У Грейс случился бы сердечный приступ, узнай она, что ее бесценный английский антиквариат и версальский паркет заменены на диваны, обшитые клетчатой тканью, и тартановый
[10]
ковер. Над приобретенным в каком-то замке древним камином, где некогда висела чудесная картина Каналетто, теперь красовался портрет нынешнего владельца дома в кругу его близких. Все члены семейства напряженно вглядывались в какую-то отдаленную точку, словно только что открыли Новый Свет. Для полного совершенства оставалось лишь нарисовать эту картину на угольно-черном фоне.
Под бдительными взорами членов семейства я пересек комнату и, открыв дверь, очутился в холле. Я услышал голоса – все великие и добродетельные собирались в гостиной для официальных приемов. Двое горилл у входной двери стояли ко мне спиной, поэтому не видели, как я поднялся по ступенькам. И тут на меня нахлынули воспоминания.
Рейдер не дал своему дизайнеру особенно развернуться на втором этаже, поэтому минувшие годы словно бы вдруг куда-то исчезли, и я вновь вернулся в пору своего детства.

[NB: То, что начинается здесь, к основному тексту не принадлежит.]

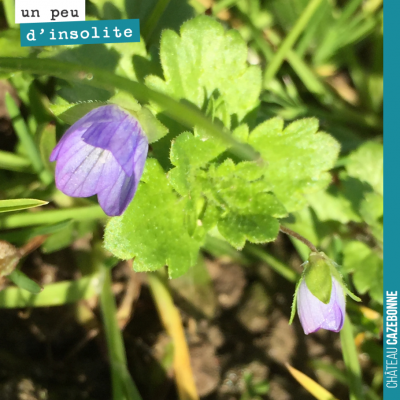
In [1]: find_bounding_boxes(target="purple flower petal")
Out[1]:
[50,104,148,216]
[80,105,144,177]
[297,277,346,335]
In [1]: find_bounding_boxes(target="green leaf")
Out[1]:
[0,219,73,245]
[248,117,340,212]
[42,222,74,254]
[104,159,201,278]
[305,254,332,304]
[8,270,42,294]
[346,141,383,195]
[306,174,365,224]
[343,241,383,303]
[360,191,383,244]
[145,15,261,121]
[0,199,48,213]
[218,212,280,250]
[0,272,101,308]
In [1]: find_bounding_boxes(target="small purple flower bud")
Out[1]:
[50,105,148,216]
[297,276,346,335]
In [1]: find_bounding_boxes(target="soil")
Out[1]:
[0,237,354,400]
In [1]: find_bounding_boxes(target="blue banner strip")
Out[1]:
[20,19,140,46]
[384,1,399,398]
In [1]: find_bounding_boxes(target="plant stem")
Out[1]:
[264,0,323,84]
[0,58,260,162]
[279,225,318,253]
[0,150,31,172]
[340,315,365,400]
[245,244,298,282]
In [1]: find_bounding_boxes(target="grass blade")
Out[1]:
[0,199,48,213]
[340,315,365,400]
[286,363,339,400]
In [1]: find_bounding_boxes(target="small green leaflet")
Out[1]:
[8,270,42,294]
[104,159,201,278]
[145,15,261,121]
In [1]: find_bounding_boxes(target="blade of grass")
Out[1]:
[0,150,31,172]
[0,205,106,229]
[5,93,53,185]
[244,244,298,282]
[98,257,142,400]
[147,271,199,400]
[264,0,323,84]
[0,199,48,213]
[0,57,259,162]
[3,0,15,28]
[142,0,172,43]
[286,363,339,400]
[340,315,365,400]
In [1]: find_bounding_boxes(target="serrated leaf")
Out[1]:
[104,159,201,278]
[8,270,42,294]
[248,117,340,212]
[171,131,225,169]
[346,141,383,195]
[217,213,280,249]
[0,199,48,213]
[145,15,261,121]
[304,257,332,304]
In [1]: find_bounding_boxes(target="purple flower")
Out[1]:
[297,276,346,335]
[50,104,148,216]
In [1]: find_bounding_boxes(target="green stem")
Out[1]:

Кажется, я говорил, что этот дом был, наверное, самым тихим из всех, что я знал. Я прошел по красивому коридору и открыл дверь, ведущую в северную часть особняка.
Планировка комнат не изменилась. Я почти физически ощущал груз прошлого, глядя на большую гостиную, ванную, гардеробные и спальню, выходящую окнами на лес. В доме была еще дюжина таких же анфилад, но этой семья рейдера, по-видимому, не пользовалась.